Breathing dirty air (particularly the fine particulates) is harder on our life expectancies than alcohol use or drinking unsafe water, according to a shocking new report from the University of Chicago’s Air Quality Life Index.
What’s the problem?
Pollution that contains minuscule particles is wreaking havoc on world population health. The index lists an air quality report for various countries and regions. The United States’s air has significantly improved since 1970’s Clean Air Act, but much of the country’s population is still breathing pollution, according to index experts.
“The latest scientific evidence on the impact of pollution at even the low levels that exist in much of the United States reveals that 96% of the population [is] living in areas with unsafe levels of pollution,” the report states.
Southeast Asia is one of the worst areas in the world for air pollution. Nearly all of the region’s 673.7 million residents are breathing air that exceeds WHO pollution limits, the index reports.
In Nigeria, air pollution is shortening lives with an impact comparable to malaria and unsafe water. The index claims the average Nigerian’s lifespan is cut short by about 1.8 years, relative to what it would be if WHO air quality guidelines were met.
Where does particle pollution come from?
The particles can be solid or liquid droplets created from a multitude of human activities. The U.S. Environmental Protection Agency reports that construction sites, unpaved roads, smokestacks, and fires create particle pollution. Traffic exhaust, fuel, and waste burning are also sources.
Even everyday tasks like cooking and vacuuming can create tiny lung troublers.
“Because of their small size, fine particles outdoors can penetrate into homes and buildings. Therefore, high outdoor particle pollution levels can elevate indoor particle pollution concentrations,” the EPA reports.

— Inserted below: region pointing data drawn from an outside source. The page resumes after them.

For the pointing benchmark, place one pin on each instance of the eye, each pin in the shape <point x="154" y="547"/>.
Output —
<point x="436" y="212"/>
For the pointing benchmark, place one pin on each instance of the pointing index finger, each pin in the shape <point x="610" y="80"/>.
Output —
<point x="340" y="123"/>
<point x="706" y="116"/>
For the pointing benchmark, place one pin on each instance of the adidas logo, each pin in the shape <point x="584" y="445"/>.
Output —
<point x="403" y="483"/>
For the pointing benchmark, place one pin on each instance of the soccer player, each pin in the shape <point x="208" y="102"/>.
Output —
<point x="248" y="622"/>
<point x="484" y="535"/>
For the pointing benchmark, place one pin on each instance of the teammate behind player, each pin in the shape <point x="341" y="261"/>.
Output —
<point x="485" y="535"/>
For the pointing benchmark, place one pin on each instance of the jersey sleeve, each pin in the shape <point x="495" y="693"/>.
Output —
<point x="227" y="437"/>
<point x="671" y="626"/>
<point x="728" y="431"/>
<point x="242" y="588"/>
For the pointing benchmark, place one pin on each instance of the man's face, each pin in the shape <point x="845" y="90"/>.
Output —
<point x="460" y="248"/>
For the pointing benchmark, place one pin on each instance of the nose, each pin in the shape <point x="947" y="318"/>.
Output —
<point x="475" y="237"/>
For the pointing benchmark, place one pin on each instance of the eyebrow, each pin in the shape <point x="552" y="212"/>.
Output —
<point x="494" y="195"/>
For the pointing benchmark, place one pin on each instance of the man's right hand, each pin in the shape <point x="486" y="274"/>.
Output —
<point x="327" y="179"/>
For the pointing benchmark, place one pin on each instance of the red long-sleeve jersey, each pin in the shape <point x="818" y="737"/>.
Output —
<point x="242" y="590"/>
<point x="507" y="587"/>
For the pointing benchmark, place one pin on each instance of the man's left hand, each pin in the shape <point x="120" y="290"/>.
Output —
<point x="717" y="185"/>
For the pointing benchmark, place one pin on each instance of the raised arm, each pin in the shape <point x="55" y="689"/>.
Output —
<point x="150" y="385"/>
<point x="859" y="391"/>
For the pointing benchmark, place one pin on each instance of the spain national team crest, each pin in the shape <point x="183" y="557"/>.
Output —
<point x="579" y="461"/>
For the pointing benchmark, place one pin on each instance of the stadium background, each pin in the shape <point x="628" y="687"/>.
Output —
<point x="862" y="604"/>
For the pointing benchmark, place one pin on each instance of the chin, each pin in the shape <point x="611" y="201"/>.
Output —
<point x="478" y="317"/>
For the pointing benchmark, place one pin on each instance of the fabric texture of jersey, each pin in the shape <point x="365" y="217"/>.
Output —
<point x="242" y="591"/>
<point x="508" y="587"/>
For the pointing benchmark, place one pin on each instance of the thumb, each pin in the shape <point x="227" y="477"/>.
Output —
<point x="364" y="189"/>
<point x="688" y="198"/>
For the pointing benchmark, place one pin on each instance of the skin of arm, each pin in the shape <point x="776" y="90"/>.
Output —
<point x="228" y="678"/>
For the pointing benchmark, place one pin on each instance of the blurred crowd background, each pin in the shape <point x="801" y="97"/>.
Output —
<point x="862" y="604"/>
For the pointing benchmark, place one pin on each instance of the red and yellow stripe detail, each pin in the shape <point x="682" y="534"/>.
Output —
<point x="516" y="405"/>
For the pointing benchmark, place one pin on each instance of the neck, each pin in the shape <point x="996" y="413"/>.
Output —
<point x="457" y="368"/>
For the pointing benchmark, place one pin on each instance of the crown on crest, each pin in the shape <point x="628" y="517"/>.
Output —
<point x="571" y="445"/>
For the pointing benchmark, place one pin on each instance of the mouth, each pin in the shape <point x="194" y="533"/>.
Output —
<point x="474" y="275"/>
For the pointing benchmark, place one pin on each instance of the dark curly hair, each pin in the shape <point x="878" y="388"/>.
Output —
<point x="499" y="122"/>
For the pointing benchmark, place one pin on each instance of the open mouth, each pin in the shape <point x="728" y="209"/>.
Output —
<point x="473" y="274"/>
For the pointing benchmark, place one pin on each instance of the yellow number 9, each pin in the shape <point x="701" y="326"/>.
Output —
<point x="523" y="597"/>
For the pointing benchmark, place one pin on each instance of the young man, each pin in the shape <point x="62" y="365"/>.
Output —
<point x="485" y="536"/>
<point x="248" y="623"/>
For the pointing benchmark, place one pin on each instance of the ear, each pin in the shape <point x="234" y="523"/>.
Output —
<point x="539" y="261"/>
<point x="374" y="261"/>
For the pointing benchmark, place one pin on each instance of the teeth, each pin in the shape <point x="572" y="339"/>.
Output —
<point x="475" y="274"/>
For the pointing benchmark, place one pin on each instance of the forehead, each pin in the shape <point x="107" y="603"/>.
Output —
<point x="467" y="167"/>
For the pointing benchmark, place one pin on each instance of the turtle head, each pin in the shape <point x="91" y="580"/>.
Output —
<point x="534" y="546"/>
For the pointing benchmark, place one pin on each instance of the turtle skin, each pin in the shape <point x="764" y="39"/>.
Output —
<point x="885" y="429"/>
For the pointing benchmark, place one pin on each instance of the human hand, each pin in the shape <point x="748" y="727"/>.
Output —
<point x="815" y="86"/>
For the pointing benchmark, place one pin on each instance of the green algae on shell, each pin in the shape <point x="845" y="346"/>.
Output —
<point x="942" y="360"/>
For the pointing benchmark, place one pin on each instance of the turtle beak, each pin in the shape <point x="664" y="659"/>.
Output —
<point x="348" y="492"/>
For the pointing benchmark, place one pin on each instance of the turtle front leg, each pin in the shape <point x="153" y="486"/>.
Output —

What’s being done to help?
Support for legislation like the Clean Air Act (it extended average U.S. life expectancy by an estimated 1.4 years) and other measures that encourage countries to meet WHO standards will lengthen lifespans, the index states.
Innovations like a large outdoor air purifier developed in India may be part of the future for fresh breathing in urban areas.
Using air purifiers at home can control the air quality in your domain. It’s also important to clean and maintain filters on your air conditioners and appliances so you aren’t needlessly contributing to the particle count in the air.